На самом деле Жан-Жака настораживала та холодность, с которой было принято посвящение женевскому Совету его второго
Случай помог ему найти решение. В Шеврете у мадам д’Эпине, в глубине парка рядом с лесом Монморанси, был недавно обновленный домик, названный Эрмитажем[24]

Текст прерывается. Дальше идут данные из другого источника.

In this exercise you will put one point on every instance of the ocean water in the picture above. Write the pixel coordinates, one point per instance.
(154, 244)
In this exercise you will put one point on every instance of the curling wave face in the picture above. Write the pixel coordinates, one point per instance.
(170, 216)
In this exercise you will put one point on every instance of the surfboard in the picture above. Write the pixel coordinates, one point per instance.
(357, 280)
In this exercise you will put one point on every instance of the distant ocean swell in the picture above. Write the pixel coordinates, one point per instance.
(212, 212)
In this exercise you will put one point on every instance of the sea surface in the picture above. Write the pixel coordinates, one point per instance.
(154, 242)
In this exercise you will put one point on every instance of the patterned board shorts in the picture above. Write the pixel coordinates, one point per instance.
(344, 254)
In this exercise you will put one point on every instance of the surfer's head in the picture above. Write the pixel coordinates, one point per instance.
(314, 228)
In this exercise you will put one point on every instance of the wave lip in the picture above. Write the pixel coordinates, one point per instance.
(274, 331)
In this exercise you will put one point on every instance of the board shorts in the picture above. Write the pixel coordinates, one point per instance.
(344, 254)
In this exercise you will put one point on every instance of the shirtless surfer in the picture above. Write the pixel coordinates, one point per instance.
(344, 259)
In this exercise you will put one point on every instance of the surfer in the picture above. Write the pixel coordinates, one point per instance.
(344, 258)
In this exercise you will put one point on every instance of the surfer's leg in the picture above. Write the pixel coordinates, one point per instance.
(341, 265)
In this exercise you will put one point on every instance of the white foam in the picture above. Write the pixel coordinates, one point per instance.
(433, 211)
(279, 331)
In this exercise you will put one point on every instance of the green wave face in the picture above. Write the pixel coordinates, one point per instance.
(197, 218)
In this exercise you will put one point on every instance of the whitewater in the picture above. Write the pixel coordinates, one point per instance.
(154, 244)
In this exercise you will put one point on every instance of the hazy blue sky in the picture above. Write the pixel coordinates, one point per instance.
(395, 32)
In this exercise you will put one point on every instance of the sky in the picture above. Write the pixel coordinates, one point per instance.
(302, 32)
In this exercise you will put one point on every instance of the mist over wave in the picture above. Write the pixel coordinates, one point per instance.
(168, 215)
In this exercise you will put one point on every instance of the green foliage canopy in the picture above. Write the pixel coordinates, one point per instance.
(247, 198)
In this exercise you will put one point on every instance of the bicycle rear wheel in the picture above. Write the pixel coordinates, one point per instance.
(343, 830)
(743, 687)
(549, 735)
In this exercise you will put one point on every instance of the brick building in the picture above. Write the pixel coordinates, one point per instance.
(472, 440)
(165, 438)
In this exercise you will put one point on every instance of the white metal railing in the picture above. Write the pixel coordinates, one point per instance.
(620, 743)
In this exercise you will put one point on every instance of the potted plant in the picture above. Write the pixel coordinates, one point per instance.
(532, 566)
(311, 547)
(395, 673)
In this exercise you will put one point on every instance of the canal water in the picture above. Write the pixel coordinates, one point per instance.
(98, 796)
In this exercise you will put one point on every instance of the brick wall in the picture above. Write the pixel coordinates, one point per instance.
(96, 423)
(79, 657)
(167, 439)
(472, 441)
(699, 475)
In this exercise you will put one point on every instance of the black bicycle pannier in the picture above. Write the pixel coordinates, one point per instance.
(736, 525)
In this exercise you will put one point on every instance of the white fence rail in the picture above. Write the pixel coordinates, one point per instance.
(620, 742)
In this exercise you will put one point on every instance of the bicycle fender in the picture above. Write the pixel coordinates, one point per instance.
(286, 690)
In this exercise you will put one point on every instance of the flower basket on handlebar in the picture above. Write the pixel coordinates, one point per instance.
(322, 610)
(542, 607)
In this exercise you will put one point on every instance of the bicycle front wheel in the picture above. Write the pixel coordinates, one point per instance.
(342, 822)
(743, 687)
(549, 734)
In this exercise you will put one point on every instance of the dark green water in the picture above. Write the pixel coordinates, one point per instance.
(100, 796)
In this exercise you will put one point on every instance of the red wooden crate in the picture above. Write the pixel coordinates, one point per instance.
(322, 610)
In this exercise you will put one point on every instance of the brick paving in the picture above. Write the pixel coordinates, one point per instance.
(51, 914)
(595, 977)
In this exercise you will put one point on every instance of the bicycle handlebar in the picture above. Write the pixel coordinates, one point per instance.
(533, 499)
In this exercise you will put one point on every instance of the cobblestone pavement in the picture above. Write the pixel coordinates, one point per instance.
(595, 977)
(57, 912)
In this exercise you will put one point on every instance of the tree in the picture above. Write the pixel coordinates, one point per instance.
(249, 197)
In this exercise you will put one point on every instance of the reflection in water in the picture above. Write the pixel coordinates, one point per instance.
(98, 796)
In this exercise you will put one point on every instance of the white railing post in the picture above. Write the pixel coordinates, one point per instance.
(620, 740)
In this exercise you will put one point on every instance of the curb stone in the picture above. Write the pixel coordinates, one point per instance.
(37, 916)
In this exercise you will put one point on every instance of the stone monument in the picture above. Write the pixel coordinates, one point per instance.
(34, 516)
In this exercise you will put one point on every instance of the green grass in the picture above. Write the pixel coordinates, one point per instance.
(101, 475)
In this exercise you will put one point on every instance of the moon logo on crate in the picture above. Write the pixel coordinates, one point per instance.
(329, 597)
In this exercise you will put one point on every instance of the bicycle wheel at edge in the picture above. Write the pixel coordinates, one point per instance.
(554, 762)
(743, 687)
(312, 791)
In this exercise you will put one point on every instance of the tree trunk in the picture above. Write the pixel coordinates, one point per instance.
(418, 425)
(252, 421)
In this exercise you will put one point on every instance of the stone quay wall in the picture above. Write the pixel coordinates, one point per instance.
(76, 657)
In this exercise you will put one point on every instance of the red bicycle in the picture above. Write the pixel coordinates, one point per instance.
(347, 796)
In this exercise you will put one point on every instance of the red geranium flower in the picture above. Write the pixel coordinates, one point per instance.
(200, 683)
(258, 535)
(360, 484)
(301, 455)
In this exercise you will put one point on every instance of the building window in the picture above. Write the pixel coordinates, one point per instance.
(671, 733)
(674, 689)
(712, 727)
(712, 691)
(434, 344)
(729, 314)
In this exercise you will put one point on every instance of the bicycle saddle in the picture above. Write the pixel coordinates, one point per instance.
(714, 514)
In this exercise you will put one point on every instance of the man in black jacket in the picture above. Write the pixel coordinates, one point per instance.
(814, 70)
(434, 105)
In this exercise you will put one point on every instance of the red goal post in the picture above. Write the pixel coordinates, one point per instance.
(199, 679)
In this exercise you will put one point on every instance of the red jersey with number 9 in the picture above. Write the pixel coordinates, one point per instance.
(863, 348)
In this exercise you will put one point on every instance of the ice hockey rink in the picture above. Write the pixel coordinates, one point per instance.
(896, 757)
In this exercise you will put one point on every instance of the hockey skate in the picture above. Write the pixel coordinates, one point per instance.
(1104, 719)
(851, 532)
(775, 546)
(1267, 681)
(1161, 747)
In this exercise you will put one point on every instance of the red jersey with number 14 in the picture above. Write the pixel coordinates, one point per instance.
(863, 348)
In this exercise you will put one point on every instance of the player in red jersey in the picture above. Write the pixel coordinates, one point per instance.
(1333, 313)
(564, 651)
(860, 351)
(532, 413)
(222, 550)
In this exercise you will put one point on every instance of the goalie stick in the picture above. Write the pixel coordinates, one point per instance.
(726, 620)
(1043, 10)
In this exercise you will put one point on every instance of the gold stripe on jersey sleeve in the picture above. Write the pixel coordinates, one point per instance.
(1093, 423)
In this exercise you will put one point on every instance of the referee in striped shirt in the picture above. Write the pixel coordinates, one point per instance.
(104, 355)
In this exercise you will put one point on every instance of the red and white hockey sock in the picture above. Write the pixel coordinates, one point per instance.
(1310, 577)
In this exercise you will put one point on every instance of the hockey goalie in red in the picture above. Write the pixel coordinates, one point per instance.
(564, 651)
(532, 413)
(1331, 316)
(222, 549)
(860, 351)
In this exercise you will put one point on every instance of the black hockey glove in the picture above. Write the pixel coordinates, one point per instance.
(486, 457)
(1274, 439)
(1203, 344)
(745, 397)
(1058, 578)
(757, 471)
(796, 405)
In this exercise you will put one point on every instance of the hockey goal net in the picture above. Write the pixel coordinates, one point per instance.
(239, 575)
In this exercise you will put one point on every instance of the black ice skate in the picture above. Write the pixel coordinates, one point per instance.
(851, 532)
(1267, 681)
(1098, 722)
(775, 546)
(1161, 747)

. Приятельница любезно предложила его в качестве убежища Жан-Жаку: «Вы его выбрали, медведь мой, а моя дружба вам его дарит». Ее жест растрогал его, а само место он нашел чудесным: природа, покой, одиночество. И не надо ехать в Женеву, чтобы бежать из Парижа. «Сколько занятий дарит одиночество, — писал он мадам д’Эпине, — и еще возможность не видеть никого, кроме Вас». Она тоже радовалась этому. Впрочем, они едва не поссорились: возможно, потому, что мадам д’Эпине предложила ему некоторую денежную помощь. Жан-Жак тут же воспротивился: «Я никогда не боялся, что у меня не будет хлеба, а если бы такое случилось — я справлюсь и с этим… Я не продаюсь». Он согласен быть другом жены генерального откупщика, но не ее должником, потому что дружба и принятие помощи в его глазах несовместимы.Это удаление от света стало венцом его «реформы», окончательным отказом от приспособленчества. Руссо знаменит — и Руссо уходит: теперь не общество отбрасывает его, а он отбрасывает общество от себя. Жан-Жак взял с собой Терезу и ее мать; папашу же Левассера они оставили в приюте, где тот вскоре и умер.
Друзья были возмущены его решением и до конца не верили, что это серьезно. Однако в серьезности его намерений им пришлось убедиться менее чем через полгода. 9 апреля 1756 года «под громкое улюлюканье гольбаховской компании» скромная мебель Жан-Жака была погружена в повозку откупщика, а его самого мадам д’Эпине посадила в свою карету вместе с Терезой и мамашей Левассер. В тот же день он оказался в своем Эрмитаже.
Наутро он был разбужен пением соловья: «Наконец все мои желания осуществились». Он сразу обошел свои маленькие владения, осмотрел жилище: первый этаж был слегка приподнят над землей, на втором этаже были большие окна, так что просторная квадратная комната была с трех сторон залита светом. И еще сад, лес, луга… Руссо вздыхает от полноты чувств. «Я начал жить только 9 апреля 1756 года», — так он и пишет Мальзербу. Впрочем, появилось и первое сожаление: ему не хватает его друга Дидро. Тот, конечно, обещал навестить его, но Жан-Жак знает своего приятеля — забывчивого и необязательного.
Чтобы упорядочить повседневный строй жизни, Руссо составляет план работы.